# First attempt at duck prosciutto



## shyzabrau (Jun 21, 2017)

Inspired by "Charcuterie: The Craft of Salting, Smoking and Curing" by Brian Polcyn and Michael Ruhlman, I decided to make some duck prosciutto. The simplest dry-cured meat, right?

I picked up two (half) breasts - moulard magret from D'Artagnan.

I had some plastic containers that came from our local Chinese carryout that were just the right size.

I put a layer of salt on the bottom (thick enough to allow for variation in the surface of the duck breast) and laid the breasts skin side up. Filled in with salt around the sides and covered the breasts completely.













IMG_1994.JPG



__ shyzabrau
__ Jun 21, 2017






I put the tops on the containers and put them in the fridge for 24 hours. After which, I will wrap in cheese cloth and hang in the basement (in my beer fermenter closet) for seven days. After seven days, I will check for firmness per the book and perhaps let it go another day or two.

Stick around...


----------



## SmokinAl (Jun 22, 2017)

Looks like a great start!

Al


----------



## link (Jun 22, 2017)

Sounds good to me. Watching this one. 

Link


----------



## shyzabrau (Jun 23, 2017)

Well, I let it go nearly 48 hours because I didn't have any cheese cloth and forgot to pick some up on the way home from my favorite microbrewery last night. Hopefully it won't be too salty!

Here it is rinsed and dried after removing from the salt.
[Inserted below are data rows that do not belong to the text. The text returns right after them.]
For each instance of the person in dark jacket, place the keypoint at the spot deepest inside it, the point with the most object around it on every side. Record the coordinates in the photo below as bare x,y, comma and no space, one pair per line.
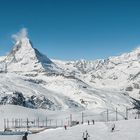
25,136
85,135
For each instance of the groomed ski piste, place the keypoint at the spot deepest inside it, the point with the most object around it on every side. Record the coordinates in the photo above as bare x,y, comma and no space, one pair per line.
101,130
124,130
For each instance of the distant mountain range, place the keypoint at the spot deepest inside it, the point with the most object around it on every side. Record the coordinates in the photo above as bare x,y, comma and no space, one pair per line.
30,79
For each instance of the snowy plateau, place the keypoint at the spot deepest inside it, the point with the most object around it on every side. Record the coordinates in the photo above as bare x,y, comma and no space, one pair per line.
32,85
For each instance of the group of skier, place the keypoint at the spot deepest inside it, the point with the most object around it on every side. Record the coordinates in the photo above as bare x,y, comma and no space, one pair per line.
85,134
The meat has darkened substantially!













IMG_2009.JPG



__ shyzabrau
__ Jun 23, 2017






I didn't have any butcher's twine, so I just wrapped in such a way that I could tie a knot in the cheese cloth. 













IMG_2012.JPG



__ shyzabrau
__ Jun 23, 2017






They are now hanging in my glassware/fermenter cabinet in the basement (70* F). I just used tie-wraps...













IMG_2013.JPG



__ shyzabrau
__ Jun 23, 2017






Now to wait a week...


----------



## atomicsmoke (Jun 23, 2017)

Isn't 70F a tad high for drying these?


----------



## shyzabrau (Jun 23, 2017)

atomicsmoke said:


> Isn't 70F a tad high for drying these?


Ruhman says 50* - 60* is optimal, but I don't have a place that cool. (Or that warm...)


----------



## atomicsmoke (Jun 23, 2017)

Shyzabrau said:


> Ruhman says 50* - 60* is optimal, but I don't have a place that cool. (Or that warm...)


I would rather dry it in the fridge.


----------



## shyzabrau (Jul 9, 2017)

Well, I let it go an extra week just to firm it up some more.
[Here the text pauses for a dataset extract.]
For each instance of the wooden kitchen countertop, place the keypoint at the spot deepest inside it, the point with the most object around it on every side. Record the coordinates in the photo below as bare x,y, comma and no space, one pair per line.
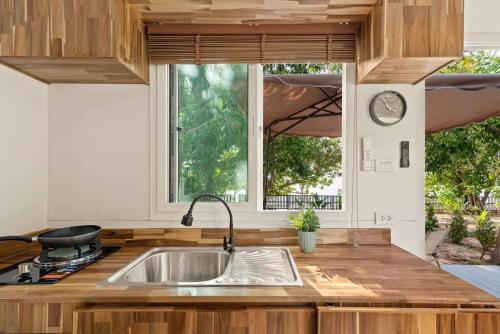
332,274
It is a bit saltier than I expected, but the flavor is wonderful. I need to slice it thinner. Maybe I'll try it on my crappy LEM slicer...













IMG_2156.JPG



__ shyzabrau
__ Jul 9, 2017






As you can see, the outermost part of the meat is nearly jerky, but it is not too chewy. I'm going to let the other breast go another week and see how the flavor changes...


----------



## atomicsmoke (Jul 9, 2017)

Looks good. If there is one charcuterie dish everyone loves is this. 

It's saltier than what a cold cut should be or just saltier than your everyday dishes?

I advise against further drying. I actually pull mine earlier than you did. 

If you want same meat consistency throughout tie up breasts in pairs. It will take much longer to dry though.


----------



## shyzabrau (Jul 9, 2017)

atomicsmoke said:


> Looks good. If there is one charcuterie dish everyone loves is this.
> 
> It's saltier than what a cold cut should be or just saltier than your everyday dishes?
> 
> ...


I like the saltiness, but a couple of my guests commented on it. I left it in the salt for two days instead of one like recommended in Charcuterie.


----------